米Google Inc.が2007年11月に発表した,携帯電話機向けのオープンソースのプラットフォーム。同社は,AndroidをOSやミドルウエア,アプリケーション・ソフトウエアを含む「フルセットの携帯電話機用ソフトウエア」と位置付ける。
Androidは, Linuxベースのカーネルを中心に,携帯電話機に特化した「Dalvik」と呼ぶ仮想マシンの上でアプリケーション・プログラムを実行する。すべてのアプリケーション・プログラムは対等な関係にあり,サード・パーティー製とメーカーが最初から実装したものに区別がなく,相互に呼び出し合うことができる。Androidはモジュラ構造になっていて,機能を取捨選択できる。2008年10月にソース・コードの全体像が公開され,携帯電話機以外にデジタル家電やセットトップ・ボックス,カーナビなどに適用するメーカーも出てきている。
ライセンス形態は,Linuxを採用したことから一部はGPL(GNU general public lisence)になる。ただしLinuxはカーネル部分のみで,その上で動くプログラムに関してはApacheライセンスを採用する。このため,Androidを機器に組み込んでも,ソース・コードを閲覧できるようにする義務はほとんど負わない。
Google社はAndroidの普及を図るため,2007年11月にNTTドコモやKDDI,米 Motorola,Inc.などを含む34企業が参加する業界団体「Open Handset Alliance(OHA)」を設立した。2008年12月には,ソフトバンクモバイルや日スウェーデン合弁Sony Ericsson Mobile Communications AB,東芝など14社が加わっている(参加企業の一覧)。

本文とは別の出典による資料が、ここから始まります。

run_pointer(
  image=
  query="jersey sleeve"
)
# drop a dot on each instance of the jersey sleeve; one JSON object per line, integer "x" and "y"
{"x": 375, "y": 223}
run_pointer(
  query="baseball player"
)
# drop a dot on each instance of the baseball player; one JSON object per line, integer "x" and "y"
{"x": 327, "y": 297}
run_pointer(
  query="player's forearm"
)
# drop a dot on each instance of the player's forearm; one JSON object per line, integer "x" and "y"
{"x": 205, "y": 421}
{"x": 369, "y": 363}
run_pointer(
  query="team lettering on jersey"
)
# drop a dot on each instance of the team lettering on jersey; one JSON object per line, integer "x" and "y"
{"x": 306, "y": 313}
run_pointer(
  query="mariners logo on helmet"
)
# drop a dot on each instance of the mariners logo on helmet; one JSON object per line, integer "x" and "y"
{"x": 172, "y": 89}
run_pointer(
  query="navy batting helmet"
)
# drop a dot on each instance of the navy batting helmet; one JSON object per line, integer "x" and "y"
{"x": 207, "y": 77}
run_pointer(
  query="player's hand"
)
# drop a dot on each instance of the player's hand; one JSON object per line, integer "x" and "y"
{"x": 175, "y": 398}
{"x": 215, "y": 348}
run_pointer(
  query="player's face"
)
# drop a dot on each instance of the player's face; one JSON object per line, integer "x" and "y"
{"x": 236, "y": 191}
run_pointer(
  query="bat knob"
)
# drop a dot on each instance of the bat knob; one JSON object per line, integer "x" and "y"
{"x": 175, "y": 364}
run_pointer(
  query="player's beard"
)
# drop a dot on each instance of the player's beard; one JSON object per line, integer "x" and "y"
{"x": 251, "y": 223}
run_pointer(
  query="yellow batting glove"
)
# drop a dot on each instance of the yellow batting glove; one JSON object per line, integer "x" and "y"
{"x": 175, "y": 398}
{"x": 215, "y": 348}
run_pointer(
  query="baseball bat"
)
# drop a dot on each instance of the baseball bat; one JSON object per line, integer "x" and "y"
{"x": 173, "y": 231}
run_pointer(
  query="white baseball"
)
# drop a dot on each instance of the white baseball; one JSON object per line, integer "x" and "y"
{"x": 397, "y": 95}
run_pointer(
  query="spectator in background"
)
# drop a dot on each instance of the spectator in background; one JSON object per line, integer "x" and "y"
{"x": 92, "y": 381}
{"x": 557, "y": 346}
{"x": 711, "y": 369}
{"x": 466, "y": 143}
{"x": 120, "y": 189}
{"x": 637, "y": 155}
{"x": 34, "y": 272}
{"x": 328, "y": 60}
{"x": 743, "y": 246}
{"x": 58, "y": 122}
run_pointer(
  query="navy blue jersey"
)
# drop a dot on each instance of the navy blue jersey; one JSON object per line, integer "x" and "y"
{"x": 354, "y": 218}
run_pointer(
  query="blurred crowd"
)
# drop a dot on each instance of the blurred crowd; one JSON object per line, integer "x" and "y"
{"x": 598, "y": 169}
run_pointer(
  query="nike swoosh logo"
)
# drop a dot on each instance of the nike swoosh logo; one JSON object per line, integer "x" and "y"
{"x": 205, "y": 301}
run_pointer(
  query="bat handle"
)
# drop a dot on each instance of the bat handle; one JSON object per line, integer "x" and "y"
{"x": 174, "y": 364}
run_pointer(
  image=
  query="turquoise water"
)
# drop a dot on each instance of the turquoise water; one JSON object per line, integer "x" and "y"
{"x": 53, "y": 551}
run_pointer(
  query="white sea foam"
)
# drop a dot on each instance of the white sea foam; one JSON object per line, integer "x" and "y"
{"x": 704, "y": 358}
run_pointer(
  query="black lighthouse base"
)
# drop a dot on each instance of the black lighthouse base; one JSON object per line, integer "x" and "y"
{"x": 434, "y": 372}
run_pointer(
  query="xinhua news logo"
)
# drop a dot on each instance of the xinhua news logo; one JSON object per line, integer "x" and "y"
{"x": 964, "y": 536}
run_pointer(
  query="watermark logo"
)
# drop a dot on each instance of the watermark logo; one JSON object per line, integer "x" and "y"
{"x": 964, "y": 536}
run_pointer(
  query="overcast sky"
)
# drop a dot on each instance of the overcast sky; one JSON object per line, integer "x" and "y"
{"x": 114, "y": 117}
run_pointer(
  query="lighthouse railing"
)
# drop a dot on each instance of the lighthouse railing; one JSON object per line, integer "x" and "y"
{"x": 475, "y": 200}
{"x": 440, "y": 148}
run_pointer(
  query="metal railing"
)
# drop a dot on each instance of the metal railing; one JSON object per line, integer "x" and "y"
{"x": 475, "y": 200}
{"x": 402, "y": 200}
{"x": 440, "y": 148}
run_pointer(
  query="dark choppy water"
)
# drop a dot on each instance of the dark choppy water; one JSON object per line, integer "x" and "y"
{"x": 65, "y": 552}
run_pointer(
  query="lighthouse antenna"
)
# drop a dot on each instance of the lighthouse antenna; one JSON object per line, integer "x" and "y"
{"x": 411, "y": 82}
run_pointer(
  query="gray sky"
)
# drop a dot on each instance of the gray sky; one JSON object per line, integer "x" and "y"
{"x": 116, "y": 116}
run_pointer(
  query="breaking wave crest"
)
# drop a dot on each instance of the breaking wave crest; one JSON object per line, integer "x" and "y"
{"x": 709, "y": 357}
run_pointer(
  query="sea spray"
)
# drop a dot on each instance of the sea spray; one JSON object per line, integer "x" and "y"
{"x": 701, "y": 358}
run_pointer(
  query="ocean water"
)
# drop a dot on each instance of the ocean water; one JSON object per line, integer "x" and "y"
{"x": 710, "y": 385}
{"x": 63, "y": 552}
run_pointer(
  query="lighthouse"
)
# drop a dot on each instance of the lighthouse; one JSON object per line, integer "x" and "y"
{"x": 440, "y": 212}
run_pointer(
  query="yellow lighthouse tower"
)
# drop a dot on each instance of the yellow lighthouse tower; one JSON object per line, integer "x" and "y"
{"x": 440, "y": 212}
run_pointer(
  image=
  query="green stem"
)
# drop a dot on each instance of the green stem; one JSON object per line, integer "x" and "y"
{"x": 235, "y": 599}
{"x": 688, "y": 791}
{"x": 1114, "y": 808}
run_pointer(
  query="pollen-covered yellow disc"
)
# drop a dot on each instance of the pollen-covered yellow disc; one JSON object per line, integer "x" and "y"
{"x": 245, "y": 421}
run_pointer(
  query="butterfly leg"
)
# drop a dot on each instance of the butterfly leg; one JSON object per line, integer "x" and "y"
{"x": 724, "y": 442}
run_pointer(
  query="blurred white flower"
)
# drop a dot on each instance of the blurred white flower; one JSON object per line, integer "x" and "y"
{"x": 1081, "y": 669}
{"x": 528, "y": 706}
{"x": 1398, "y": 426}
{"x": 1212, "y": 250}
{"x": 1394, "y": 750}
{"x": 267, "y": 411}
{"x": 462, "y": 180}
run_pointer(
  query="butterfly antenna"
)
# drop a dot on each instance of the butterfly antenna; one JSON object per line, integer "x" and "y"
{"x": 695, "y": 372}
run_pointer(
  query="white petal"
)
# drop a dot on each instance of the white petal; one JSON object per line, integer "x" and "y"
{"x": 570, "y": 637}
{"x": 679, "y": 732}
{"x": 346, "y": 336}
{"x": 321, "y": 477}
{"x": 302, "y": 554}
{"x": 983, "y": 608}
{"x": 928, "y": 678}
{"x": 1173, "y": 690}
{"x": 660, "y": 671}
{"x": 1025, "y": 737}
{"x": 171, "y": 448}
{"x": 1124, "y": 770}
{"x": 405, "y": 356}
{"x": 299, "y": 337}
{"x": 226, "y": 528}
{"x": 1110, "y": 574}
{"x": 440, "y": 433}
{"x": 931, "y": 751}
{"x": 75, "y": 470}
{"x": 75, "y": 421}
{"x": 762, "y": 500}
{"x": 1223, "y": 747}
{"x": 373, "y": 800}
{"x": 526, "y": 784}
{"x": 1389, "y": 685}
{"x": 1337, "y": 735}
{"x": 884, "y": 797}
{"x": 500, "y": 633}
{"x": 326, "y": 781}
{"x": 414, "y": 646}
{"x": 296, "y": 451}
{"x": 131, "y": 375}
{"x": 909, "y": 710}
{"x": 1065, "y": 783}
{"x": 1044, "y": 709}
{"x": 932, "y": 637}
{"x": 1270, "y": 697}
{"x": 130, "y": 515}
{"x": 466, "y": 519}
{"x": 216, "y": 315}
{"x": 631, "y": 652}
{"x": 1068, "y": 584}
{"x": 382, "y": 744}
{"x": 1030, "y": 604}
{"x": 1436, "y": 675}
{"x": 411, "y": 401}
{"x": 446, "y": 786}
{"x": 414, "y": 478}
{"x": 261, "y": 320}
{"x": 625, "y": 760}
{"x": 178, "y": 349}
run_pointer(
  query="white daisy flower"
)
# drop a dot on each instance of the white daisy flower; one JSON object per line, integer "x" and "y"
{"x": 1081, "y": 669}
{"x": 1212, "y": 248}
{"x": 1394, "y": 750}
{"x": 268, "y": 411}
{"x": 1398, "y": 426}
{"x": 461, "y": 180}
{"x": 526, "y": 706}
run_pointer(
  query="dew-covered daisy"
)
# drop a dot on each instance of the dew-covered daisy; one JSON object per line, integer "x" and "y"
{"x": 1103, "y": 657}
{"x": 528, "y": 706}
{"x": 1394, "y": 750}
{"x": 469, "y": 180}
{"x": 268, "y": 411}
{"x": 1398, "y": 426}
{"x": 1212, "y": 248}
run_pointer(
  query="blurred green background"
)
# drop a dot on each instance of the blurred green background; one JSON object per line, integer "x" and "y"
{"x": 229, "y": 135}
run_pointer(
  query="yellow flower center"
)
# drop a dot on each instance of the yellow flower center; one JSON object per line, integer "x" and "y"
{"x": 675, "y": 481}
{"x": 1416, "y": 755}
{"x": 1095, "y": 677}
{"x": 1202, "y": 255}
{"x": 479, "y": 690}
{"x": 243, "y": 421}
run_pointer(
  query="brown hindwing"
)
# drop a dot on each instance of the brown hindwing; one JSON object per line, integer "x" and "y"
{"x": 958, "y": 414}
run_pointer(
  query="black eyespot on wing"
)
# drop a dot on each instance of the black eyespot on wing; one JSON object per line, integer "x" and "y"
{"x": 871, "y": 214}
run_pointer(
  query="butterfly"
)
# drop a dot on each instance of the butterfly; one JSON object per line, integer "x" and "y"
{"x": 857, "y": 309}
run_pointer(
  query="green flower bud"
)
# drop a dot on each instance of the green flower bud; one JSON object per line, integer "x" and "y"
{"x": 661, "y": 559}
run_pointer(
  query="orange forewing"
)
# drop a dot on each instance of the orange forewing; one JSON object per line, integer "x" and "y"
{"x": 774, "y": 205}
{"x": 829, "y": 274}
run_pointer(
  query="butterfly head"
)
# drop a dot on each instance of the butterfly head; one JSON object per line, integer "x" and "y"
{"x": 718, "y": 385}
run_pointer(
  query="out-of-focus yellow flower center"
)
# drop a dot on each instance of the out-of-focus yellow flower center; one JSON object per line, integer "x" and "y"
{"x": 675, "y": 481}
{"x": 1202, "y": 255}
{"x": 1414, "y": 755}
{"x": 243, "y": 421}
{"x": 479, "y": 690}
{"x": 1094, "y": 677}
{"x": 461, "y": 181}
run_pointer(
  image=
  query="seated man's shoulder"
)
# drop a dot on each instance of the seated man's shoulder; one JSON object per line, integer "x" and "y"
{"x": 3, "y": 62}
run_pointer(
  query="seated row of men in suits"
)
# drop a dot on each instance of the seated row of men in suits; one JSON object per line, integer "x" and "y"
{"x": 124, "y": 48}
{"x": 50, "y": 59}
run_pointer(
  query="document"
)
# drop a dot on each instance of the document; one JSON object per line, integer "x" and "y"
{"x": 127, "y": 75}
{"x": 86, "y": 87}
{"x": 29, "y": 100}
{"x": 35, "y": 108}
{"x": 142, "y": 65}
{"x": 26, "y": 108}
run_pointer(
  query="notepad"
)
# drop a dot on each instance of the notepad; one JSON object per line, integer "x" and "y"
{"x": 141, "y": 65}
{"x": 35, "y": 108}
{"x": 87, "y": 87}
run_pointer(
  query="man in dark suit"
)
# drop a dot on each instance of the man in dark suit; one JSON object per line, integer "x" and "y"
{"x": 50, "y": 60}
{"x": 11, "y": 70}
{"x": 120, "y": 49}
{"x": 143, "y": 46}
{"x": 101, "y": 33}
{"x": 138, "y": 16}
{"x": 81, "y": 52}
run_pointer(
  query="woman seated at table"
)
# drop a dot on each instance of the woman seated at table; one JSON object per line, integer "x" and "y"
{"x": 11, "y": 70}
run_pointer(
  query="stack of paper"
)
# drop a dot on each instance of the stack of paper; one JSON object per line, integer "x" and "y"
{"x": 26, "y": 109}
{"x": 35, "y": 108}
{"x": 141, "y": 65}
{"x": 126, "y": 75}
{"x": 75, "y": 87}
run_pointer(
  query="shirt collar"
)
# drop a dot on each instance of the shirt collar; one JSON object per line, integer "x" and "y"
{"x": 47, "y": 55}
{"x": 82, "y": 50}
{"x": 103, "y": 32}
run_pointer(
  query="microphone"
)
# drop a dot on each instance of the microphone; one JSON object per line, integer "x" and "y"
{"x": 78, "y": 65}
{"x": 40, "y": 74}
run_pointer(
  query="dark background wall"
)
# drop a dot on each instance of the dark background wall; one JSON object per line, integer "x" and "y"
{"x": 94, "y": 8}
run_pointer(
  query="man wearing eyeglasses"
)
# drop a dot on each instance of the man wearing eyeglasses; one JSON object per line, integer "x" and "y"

Androidを用いた携帯電話機の第一弾として,米T-Mobile USA,Inc.が2008年10月に台湾HTC Corp.製の「T-Mobile G1」を発売した。2008年12月にはオーストラリアKogan Technologies Pty Ltdが対応する携帯電話機「Kogan Agora」と「Kogan Agora Pro」を発表したが,「互換性や相互運用性が制限される可能性が高い」(同社)との理由から発売時期を無期限に延期した。2009年2月には,英Vodafone Group Plc.とHTC社が「HTC Magic」を発表している。